3. The place has a beautiful historical significance. You can explore the beginnings of the good that has been done on this land starting with this LINK. The historical films created, however, don’t even begin to touch on the good work that was done up until current times.

4. Not only have many historic buildings of Loveland been destroyed that are tragically gone FOREVER, but the greenspace in Loveland is rapidly disappearing, to the point that Grailville is the “last of the Mohicans.” Losing the large stretch of greenspace that connects fields to the “wilderness” on the north side would have a hugely detrimental impact on local wildlife, as well as on the human beings that regularly seek solace in the fields and woods of its paths.


“I and my children have gained much peace and happiness from our exposure to the blessings of the land, water, and sky at Grailville.”


7. Absolutely zero benefits to Loveland residents, only more destruction, construction, and overcrowding of our streets….adding to issues of congestion instead of working on solutions.

8. Once this land is developed, the sanctity and purity of the place will be lost forever.
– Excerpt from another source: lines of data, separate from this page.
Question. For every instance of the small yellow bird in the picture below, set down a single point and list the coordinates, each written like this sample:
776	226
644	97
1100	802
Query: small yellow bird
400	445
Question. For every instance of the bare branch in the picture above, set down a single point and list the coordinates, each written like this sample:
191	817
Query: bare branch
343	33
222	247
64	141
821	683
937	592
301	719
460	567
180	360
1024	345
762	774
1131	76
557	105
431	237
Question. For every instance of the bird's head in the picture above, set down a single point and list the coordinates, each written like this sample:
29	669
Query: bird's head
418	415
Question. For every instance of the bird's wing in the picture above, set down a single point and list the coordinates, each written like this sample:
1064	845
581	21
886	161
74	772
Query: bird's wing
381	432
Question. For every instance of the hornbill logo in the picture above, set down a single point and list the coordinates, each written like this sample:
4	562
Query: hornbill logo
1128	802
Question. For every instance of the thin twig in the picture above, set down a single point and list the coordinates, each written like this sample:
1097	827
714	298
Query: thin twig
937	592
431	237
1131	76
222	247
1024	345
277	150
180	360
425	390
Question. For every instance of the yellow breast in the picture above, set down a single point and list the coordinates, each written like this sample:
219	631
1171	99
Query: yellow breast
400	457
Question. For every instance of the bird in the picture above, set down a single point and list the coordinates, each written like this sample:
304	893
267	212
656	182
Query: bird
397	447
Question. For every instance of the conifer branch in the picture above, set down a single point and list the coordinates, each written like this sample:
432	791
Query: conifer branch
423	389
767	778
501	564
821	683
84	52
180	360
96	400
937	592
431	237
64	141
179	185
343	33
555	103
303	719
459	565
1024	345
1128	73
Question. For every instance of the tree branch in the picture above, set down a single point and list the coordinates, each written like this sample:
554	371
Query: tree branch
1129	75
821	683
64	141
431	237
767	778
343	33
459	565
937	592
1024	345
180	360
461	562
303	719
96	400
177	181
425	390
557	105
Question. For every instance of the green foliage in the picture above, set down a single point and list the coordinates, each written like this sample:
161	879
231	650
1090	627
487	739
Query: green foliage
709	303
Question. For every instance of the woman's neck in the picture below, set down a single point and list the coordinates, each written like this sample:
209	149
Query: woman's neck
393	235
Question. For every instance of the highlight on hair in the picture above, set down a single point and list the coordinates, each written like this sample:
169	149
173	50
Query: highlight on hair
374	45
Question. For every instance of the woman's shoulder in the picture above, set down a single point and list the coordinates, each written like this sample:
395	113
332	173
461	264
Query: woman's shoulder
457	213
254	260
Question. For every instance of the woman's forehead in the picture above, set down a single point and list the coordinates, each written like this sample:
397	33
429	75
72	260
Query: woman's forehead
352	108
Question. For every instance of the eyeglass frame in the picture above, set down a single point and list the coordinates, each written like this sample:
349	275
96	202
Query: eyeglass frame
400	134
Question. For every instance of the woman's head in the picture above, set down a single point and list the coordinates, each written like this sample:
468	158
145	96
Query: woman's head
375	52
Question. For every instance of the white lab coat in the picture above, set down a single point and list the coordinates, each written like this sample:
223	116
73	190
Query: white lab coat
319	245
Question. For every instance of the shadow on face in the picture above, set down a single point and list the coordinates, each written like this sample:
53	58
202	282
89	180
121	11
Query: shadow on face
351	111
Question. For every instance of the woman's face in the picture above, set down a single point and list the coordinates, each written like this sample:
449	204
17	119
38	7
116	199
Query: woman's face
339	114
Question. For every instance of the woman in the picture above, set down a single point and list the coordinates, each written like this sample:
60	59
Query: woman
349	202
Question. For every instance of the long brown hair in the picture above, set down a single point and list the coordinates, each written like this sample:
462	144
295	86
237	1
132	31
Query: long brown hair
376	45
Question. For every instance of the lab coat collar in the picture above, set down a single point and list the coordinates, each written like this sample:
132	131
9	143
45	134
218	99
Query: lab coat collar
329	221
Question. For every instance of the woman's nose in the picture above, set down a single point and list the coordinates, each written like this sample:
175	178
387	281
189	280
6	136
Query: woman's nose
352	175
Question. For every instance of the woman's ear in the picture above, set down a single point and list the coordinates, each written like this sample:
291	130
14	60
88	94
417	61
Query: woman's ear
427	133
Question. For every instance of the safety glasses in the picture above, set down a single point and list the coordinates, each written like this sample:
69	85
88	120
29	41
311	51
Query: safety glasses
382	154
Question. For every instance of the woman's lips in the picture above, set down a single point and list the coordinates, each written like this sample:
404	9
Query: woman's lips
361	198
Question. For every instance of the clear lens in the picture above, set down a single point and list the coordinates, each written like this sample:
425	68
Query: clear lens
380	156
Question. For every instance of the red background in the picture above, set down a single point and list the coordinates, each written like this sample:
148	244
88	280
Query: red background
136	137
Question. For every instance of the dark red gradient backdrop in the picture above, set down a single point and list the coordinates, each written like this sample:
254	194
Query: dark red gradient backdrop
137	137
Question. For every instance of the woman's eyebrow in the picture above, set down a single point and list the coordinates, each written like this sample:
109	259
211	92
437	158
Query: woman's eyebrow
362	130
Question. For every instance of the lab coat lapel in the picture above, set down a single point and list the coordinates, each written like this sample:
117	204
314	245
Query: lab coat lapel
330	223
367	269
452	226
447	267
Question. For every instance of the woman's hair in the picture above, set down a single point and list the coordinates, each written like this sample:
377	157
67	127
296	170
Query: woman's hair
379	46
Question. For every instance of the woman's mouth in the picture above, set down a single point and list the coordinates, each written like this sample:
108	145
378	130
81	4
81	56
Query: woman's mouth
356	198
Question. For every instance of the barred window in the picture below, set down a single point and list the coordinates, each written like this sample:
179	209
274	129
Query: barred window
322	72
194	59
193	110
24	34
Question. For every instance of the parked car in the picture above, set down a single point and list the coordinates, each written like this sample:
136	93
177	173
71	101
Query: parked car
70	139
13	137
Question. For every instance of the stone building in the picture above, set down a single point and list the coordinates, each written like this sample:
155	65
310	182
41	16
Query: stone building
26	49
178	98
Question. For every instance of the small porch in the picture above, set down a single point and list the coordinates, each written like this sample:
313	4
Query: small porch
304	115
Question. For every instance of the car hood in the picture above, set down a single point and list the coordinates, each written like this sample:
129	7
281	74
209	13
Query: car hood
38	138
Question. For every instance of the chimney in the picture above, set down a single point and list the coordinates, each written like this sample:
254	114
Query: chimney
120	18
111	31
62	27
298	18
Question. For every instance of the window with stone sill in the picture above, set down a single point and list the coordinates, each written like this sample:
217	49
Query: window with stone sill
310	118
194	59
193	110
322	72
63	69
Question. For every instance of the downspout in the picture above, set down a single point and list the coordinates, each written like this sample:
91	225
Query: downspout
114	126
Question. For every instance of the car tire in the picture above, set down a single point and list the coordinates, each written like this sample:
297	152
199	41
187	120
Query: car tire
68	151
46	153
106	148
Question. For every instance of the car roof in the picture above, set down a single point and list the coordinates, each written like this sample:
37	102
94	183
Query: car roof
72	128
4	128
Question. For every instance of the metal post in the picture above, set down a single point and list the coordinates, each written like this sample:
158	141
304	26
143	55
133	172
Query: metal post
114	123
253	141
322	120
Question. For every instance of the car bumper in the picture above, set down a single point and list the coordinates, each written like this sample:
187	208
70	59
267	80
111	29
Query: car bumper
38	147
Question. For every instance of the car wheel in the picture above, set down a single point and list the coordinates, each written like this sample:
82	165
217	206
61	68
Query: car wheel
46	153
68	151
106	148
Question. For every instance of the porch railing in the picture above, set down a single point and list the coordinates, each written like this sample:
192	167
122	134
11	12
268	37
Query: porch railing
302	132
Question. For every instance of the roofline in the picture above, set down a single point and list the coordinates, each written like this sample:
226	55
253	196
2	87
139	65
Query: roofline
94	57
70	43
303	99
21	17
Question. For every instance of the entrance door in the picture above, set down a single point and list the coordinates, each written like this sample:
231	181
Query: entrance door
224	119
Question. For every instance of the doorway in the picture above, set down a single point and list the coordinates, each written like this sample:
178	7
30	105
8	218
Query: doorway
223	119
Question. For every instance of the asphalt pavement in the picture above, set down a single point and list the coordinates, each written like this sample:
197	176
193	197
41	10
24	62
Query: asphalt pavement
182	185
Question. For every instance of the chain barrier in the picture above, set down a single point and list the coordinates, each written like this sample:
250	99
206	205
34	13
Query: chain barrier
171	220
We are Loveland, and beginning to look like Liberty Township, a “run-on sentence of subdivisions.” We are a town rich in farming and RR history. Let’s not erase YET ANOTHER part of our heritage. There is enough history at Grailville to erect a small museum to the humanitarian work and personal development that was achieved there and carried throughout other communities in the hearts of members of the Grail.

9. The land is certified organic, which is no small feat.

10. About 10 million reasons this ties into the bigger picture of the environmental crisis: urban sprawl (in turn, increasing urban blight), loss of greenspaces for migratory species, the immediate destruction of the habitat for countless plant and animal species, loss of biodiversity, etc., etc., etc.

11. The thought of losing this place and the PEACE IT HAS BROUGHT MY FAMILY, and having to deal with the congestion of another subdivision literally breaks my heart….and I am not alone.

Come show your solidarity. Let’s not let an out-of-state developer take what’s left of who we are! These historic places, YES EVEN OPEN PLACES, FARMS….this is what Loveland was, and part of it always should be! We need to retain a connection to what draws people to love this land.

Jamie Smith lives on Cedar Drive in one of the oldest homes in Loveland – in the historic neighborhood between St. Columban Church and McCoy Park.